# I don't know how to be a good mom anymore. :(



## amberskyfire (Sep 15, 2007)

My daughter (almost 5) has begun acting up over the last two months. I know that it is because she doesn't get enough attention, but it's just not possible to give her the attention that she craves. She has always been incredibly high-needs and I have never had one second of peace since she was born. I have ALWAYS had to play with her and talk to her nonstop or she completely flips out. If I pay her constant attention, she's the sweetest kid ever.

With a new baby, I just can't do it anymore. She has gone from 100% attention to 50% and it has hit her hard. I don't have any help AT ALL. I have to do this 100% by myself, so please do not suggest a situation where my husband, friend or family member takes on some of the childcare. Any childcare or school other than me is completely impossible in every way and is not an option. Completely off the table.

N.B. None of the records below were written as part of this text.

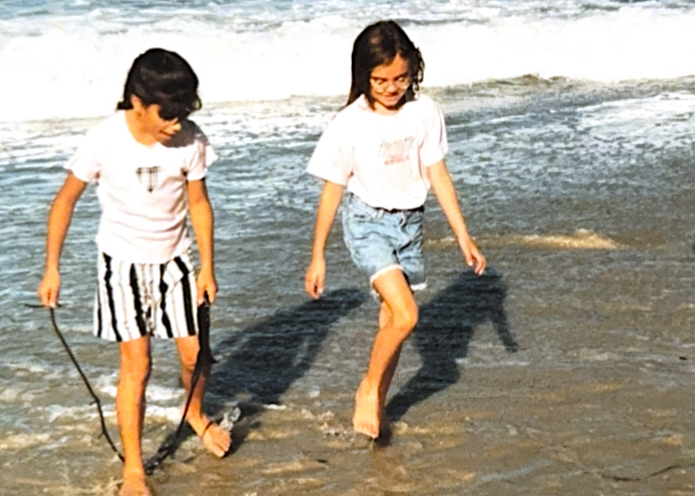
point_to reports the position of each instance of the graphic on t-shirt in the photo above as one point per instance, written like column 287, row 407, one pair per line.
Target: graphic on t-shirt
column 148, row 177
column 397, row 151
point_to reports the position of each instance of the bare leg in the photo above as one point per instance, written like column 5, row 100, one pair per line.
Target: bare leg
column 215, row 438
column 385, row 317
column 130, row 409
column 402, row 309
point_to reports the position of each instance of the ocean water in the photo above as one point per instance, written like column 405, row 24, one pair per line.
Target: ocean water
column 570, row 127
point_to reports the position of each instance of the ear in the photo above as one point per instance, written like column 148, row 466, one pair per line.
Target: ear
column 136, row 103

The worst problems happen when I'm sleeping. She sneaks out of bed when I am asleep and wreaks havoc on the house. Today I woke up and my new white desk was completely covered in Sharpie marker. Yes, the Sharpie was hidden out of reach. It's not that she accidentally gets into trouble while being curious, it's that she purposefully searches until she finds something she can completely destroy. She can climb anything.

Also, nap time for baby and I is a problem. I have tried staying awake when I put him down, but I can't. I'm so exhausted that I always fall asleep. I can't even function without the extra rest. I have tried keeping my daughter locked in the room with me, but she just craves that attention and will come right over and wake us up. Every. Time. Then baby is screamy all day and won't go back down and I'm ready to just drown myself in the toilet.

Ideas? They can't cost anything as I don't have a dollar to my name.


----------



## pek64 (Apr 8, 2012)

Wow. You have my total sympathy! Hang in there, because there is a light at the end of the tunnel.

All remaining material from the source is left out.